On Friday, investment bank Goldman Sachs denied market reports that it was considering buying the social commerce firm.

Local news outlet MoneyToday had reported on the day that the U.S. firm planned to purchase some or all stakes in Ticket Monster or create a strategic alliance with other Korean firms including GS Home Shopping, CJ O Shopping and SK Telecom for a joint takeover.

"The reports of Goldman Sachs acquiring the management rights of Ticket Monster are groundless," said a high-ranking official of the Korean branch of Goldman Sachs.

Goldman Sachs is currently set to lead the upcoming IPO of TMON’s rival firm Coupang.

Daniel Shin, founder and chief executive of Ticket Monster. (Yonhap)

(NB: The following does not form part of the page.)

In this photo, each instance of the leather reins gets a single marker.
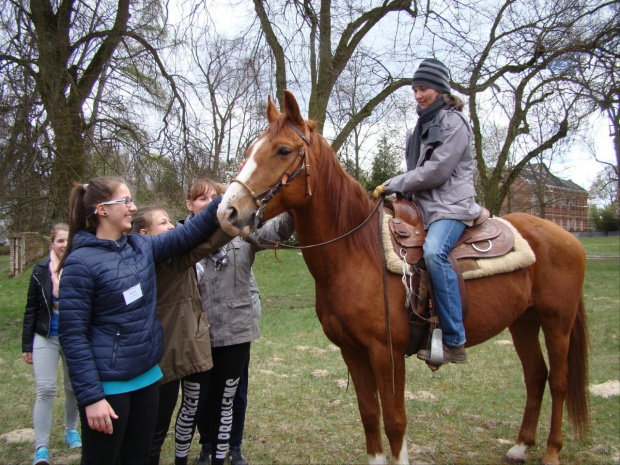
(261, 200)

Up to 51 percent of TMON shares have been in the market for a while. The company posted 114.8 billion won ($104 million) in sales and 70.7 billion won in operating loss in 2013. 
 

Despite some of the skepticism, Groupon, the U.S.-based holding firm of TMON, said that its plans to raise funds for its Korean subsidiary were on track.

"We've just begun the process (to raise funds), which is moving along as expected, but given TMON's performance and the broader e-commerce valuations in Korea and Asia, we're happy with both the interest and progress to date," Bill Roberts, the director of Groupon's communications team, told The Korea Herald.

"It is also worth noting that TMON is growing rapidly. In the third quarter, TMON billings grew more than 60 percent, year over year," he added.

The e-commerce company, established in 2010 by Daniel Shin, in his twenties, changed holding companies twice in less than four years. It was first acquired by U.S. social commerce LivingSocial for around $360 million in August 2011 and then by Groupon for $260 million in November 2013.

Market watchers suggest that TMON may be having trouble with its holding firm due to different management styles. The cutthroat competition is seen as another factor holding the firm back, and experts are calling for TMON to get back on track as fast as it can in order to regain market confidence.